The Green-Premium Dilemma
Technology is only one of the challenges that big companies face, and often not the toughest one. The cost of material or process substitutions, and therefore the price manufacturers need to pass on to consumers, can be a huge barrier to change. Bill Gates coined the term “green premium” to describe the price difference between green and more carbon-intensive products. From inception, deep-tech solutions typically cost 30% to 240% more per unit than traditional equivalents: 30% to 50% more for bioplastics, 75% more for new cements, 90% more for meat substitutes, and 240% more for sustainable fuels.
These levels of increase are hard to swallow, especially for companies in low-margin industries. Moreover, consumers are fickle. While more than 80% say they pay attention to the impact of their behavior on climate change, BCG consumer research shows that only about 1% to 7% (depending on category & geography) actually make purchases based on sustainability considerations.
Fortunately, many deep-tech solutions can benefit from scale curve economics, with unit costs decreasing substantially over time. For example, photovoltaic costs dropped by almost 90% in ten years. Precision fermentation costs fell from $1 million per kilogram in 2000 to $100 in 2020. Thanks in part to the kick-start provided by Tesla and its “gigafactories,” the average price of an electric-vehicle battery pack fell from $1,200 per kilowatt-hour in 2001 to $132 in 2021.
One way to overcome the green-premium dilemma involves starting a virtuous cycle with the 1% to 7% of eco-conscious consumers willing to pay for green products and then reducing prices with increasing scale to enable sales to more cost-conscious consumers. Adidas, for example, developed innovative additive-manufacturing processes and materials to make its Futurecraft sneakers 100% recyclable.
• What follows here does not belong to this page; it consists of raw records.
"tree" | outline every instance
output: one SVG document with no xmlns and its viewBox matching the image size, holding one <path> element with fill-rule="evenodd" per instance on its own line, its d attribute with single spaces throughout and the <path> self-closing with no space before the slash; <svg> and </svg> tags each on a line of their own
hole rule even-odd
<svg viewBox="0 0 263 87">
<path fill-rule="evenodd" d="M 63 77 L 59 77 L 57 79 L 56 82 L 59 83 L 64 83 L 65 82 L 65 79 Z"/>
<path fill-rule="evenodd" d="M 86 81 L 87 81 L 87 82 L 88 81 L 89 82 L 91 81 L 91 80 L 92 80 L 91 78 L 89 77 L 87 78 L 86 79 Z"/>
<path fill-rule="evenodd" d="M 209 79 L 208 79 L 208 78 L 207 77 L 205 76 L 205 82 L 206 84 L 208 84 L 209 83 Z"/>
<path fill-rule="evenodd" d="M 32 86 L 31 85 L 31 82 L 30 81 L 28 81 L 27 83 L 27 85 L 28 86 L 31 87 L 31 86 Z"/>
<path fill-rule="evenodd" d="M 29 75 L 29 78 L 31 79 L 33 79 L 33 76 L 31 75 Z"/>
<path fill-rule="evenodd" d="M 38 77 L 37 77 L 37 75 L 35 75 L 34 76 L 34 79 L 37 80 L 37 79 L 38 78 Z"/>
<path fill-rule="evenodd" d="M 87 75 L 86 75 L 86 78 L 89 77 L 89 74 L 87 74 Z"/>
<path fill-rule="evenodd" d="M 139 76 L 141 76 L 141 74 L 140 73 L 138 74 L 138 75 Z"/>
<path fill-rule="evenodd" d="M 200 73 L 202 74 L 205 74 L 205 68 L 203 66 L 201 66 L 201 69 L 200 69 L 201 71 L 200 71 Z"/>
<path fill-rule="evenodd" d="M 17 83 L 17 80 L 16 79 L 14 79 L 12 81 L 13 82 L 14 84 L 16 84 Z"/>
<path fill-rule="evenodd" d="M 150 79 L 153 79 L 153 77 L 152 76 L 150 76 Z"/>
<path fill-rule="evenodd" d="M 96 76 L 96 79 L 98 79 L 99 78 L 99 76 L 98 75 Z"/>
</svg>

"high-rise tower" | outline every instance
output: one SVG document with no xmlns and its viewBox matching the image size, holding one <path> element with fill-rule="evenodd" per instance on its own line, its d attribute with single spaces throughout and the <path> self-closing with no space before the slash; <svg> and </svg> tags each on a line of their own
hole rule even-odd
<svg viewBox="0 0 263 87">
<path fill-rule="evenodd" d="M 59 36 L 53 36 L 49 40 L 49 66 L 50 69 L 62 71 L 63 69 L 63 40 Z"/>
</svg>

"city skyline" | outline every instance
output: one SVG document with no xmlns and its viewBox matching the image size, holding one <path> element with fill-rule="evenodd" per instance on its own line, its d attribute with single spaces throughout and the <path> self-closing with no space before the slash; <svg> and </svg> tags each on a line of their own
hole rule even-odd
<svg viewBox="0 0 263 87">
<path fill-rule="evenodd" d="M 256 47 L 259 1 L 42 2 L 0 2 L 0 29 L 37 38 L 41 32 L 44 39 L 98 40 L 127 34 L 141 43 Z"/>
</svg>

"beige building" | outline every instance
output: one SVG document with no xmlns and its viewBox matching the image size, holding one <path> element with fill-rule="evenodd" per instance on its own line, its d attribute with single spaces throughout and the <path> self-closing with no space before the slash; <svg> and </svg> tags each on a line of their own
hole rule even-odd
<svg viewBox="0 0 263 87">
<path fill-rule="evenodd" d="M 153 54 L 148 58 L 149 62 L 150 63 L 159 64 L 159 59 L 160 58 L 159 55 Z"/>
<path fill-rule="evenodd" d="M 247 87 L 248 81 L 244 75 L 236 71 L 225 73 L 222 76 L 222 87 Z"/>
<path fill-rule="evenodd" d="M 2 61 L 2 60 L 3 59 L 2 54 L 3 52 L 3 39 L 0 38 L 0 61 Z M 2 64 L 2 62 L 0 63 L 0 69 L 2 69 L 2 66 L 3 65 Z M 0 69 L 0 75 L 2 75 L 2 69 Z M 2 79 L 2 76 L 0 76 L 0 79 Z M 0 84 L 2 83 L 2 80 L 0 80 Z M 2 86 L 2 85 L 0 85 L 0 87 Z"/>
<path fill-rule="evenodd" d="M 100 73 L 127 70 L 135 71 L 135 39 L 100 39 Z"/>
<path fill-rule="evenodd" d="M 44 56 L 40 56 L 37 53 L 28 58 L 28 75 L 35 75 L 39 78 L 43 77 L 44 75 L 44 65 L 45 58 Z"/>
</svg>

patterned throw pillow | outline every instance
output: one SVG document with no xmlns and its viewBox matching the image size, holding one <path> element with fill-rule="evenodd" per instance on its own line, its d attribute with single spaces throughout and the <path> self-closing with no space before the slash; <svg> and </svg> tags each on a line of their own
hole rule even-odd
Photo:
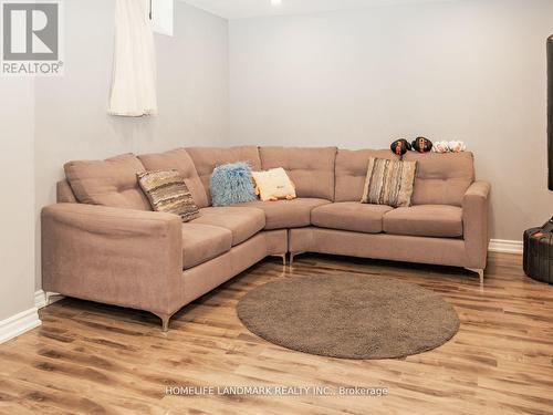
<svg viewBox="0 0 553 415">
<path fill-rule="evenodd" d="M 228 206 L 255 200 L 250 165 L 238 162 L 217 166 L 210 180 L 213 206 Z"/>
<path fill-rule="evenodd" d="M 361 203 L 410 206 L 416 172 L 417 162 L 371 157 Z"/>
<path fill-rule="evenodd" d="M 178 215 L 185 222 L 200 216 L 185 179 L 177 170 L 152 170 L 137 176 L 154 210 Z"/>
<path fill-rule="evenodd" d="M 267 172 L 252 172 L 252 175 L 255 180 L 255 193 L 262 201 L 295 199 L 294 184 L 282 167 Z"/>
</svg>

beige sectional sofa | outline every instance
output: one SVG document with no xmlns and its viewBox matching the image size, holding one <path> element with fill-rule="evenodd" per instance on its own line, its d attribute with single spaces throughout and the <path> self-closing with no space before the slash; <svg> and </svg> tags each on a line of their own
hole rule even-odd
<svg viewBox="0 0 553 415">
<path fill-rule="evenodd" d="M 389 151 L 242 146 L 178 148 L 71 162 L 42 211 L 46 292 L 150 311 L 167 330 L 181 307 L 267 256 L 302 252 L 465 267 L 483 278 L 490 185 L 471 153 L 417 154 L 414 205 L 361 204 L 369 157 Z M 284 167 L 298 199 L 210 206 L 218 165 Z M 136 174 L 178 169 L 201 216 L 154 212 Z"/>
</svg>

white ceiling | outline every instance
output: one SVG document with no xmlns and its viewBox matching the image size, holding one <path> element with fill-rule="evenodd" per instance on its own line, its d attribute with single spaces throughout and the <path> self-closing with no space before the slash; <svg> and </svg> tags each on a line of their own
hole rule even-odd
<svg viewBox="0 0 553 415">
<path fill-rule="evenodd" d="M 452 2 L 458 0 L 282 0 L 271 6 L 271 0 L 184 0 L 185 2 L 226 19 L 261 15 L 316 13 L 322 11 L 352 10 L 375 6 L 413 4 L 421 2 Z"/>
</svg>

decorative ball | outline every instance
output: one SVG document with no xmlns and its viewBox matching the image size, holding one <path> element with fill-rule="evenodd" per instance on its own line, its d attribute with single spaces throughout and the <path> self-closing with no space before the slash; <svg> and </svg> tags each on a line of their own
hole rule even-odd
<svg viewBox="0 0 553 415">
<path fill-rule="evenodd" d="M 432 149 L 432 142 L 425 137 L 417 137 L 411 145 L 419 153 L 428 153 Z"/>
<path fill-rule="evenodd" d="M 394 154 L 403 156 L 405 153 L 411 149 L 411 145 L 407 139 L 401 138 L 401 139 L 396 139 L 394 143 L 392 143 L 389 149 L 392 149 Z"/>
<path fill-rule="evenodd" d="M 467 149 L 467 146 L 465 145 L 465 143 L 458 142 L 458 141 L 449 142 L 448 147 L 449 147 L 449 151 L 452 153 L 461 153 L 461 152 L 465 152 Z"/>
<path fill-rule="evenodd" d="M 436 142 L 432 146 L 434 153 L 449 153 L 449 143 L 448 142 Z"/>
</svg>

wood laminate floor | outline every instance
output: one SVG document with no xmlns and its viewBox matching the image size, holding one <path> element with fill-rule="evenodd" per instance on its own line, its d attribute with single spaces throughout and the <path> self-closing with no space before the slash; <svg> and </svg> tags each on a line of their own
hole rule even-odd
<svg viewBox="0 0 553 415">
<path fill-rule="evenodd" d="M 404 360 L 347 361 L 272 345 L 236 304 L 279 278 L 378 274 L 453 304 L 445 345 Z M 521 257 L 491 255 L 483 289 L 468 271 L 343 257 L 267 259 L 184 308 L 163 333 L 154 315 L 65 299 L 43 324 L 0 345 L 0 413 L 552 414 L 553 287 L 524 277 Z M 386 387 L 386 396 L 167 395 L 168 386 Z M 184 391 L 184 390 L 179 390 Z"/>
</svg>

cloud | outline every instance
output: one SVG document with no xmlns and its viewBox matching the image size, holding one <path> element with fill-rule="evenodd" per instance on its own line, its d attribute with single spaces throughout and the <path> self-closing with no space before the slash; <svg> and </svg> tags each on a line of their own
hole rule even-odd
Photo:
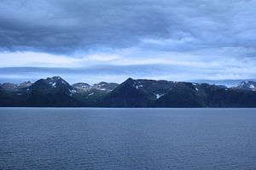
<svg viewBox="0 0 256 170">
<path fill-rule="evenodd" d="M 255 7 L 255 1 L 245 0 L 2 0 L 0 47 L 68 54 L 162 39 L 158 45 L 169 50 L 251 48 Z"/>
<path fill-rule="evenodd" d="M 255 1 L 0 2 L 2 82 L 256 78 Z"/>
</svg>

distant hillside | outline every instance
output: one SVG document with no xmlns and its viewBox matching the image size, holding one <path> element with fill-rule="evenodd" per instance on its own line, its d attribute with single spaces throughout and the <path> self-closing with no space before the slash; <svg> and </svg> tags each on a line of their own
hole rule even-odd
<svg viewBox="0 0 256 170">
<path fill-rule="evenodd" d="M 207 83 L 128 78 L 121 84 L 70 85 L 60 76 L 0 85 L 0 106 L 256 107 L 256 82 Z"/>
</svg>

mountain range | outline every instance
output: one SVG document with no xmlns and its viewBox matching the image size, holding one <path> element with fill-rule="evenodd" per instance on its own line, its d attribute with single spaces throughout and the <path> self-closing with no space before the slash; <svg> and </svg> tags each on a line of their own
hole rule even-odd
<svg viewBox="0 0 256 170">
<path fill-rule="evenodd" d="M 121 84 L 70 85 L 60 76 L 0 84 L 0 106 L 256 107 L 256 82 L 236 87 L 128 78 Z"/>
</svg>

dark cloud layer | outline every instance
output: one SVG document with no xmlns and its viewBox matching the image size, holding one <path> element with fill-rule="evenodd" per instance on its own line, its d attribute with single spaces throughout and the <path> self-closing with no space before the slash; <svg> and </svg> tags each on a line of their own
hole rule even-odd
<svg viewBox="0 0 256 170">
<path fill-rule="evenodd" d="M 61 54 L 255 48 L 255 7 L 253 0 L 1 0 L 0 48 Z M 152 39 L 171 41 L 152 45 Z"/>
</svg>

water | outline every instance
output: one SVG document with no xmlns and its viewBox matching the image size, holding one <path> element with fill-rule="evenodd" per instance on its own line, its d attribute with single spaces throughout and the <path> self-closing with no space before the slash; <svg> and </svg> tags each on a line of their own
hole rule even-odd
<svg viewBox="0 0 256 170">
<path fill-rule="evenodd" d="M 255 109 L 0 108 L 0 169 L 256 169 Z"/>
</svg>

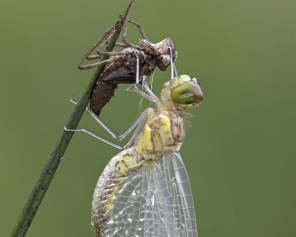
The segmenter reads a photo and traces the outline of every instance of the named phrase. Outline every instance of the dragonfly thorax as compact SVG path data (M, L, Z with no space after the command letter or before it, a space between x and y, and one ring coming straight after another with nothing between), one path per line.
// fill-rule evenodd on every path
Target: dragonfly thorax
M158 107L159 108L159 107ZM149 109L135 150L146 160L157 160L167 151L178 151L184 138L183 119L176 113Z

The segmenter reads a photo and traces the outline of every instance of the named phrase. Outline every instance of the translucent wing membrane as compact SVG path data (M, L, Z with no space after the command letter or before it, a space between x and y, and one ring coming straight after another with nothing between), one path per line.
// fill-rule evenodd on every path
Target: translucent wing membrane
M103 237L197 237L191 189L179 153L123 173L103 172L96 188L95 222Z

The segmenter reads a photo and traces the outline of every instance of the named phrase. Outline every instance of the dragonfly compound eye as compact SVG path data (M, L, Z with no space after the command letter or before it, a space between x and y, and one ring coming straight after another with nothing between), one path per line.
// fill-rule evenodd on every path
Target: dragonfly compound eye
M173 88L171 98L180 105L195 104L203 100L203 94L199 86L194 83L184 83Z
M171 57L168 55L161 55L162 62L164 65L168 65L171 62Z

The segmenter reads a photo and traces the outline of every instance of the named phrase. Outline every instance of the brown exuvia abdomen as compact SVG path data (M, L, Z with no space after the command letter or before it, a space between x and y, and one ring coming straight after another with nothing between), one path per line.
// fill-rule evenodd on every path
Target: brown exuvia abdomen
M116 88L116 83L99 80L89 100L91 109L98 116L105 105L114 96L114 92Z

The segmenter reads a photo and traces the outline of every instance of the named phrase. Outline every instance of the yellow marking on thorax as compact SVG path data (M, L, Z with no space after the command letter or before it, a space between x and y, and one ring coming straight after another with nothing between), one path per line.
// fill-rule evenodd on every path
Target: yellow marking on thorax
M160 129L161 136L163 142L163 146L165 147L174 144L174 138L172 135L171 122L168 117L161 116Z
The company brought the new shoes to market in 2017 at a premium price of about $350 per pair. The shoes are now available in the US for two-thirds that amount. Meanwhile, they have reinforced Adidas’s reputation as a leader in technology and sustainability.
Steps to Get Started
Every company is different, but here are four steps that any business can use to integrate deep tech and business model innovations into their strategy and sustainability programs.
Establish the baseline. Progress requires metrics, but most companies can’t pinpoint their starting line. Our most recent survey of corporate carbon emissions found that only 9% of companies quantify their emissions comprehensively. The first step is a thorough emissions evaluation to identify the greenhouse gas reduction potential across the value chain.
Assess the opportunities. An objective assessment of the opportunities will help prioritize the effort according to value and feasibility by providing answers to such questions as:
- Which innovations will have the biggest impact?
- Which are (relatively) quick and easy to implement?
- Which require larger, longer-term investment, and which require external partners or possibly the creation of an ecosystem?
- Which require development outside the core business using incubators or corporate venture capital?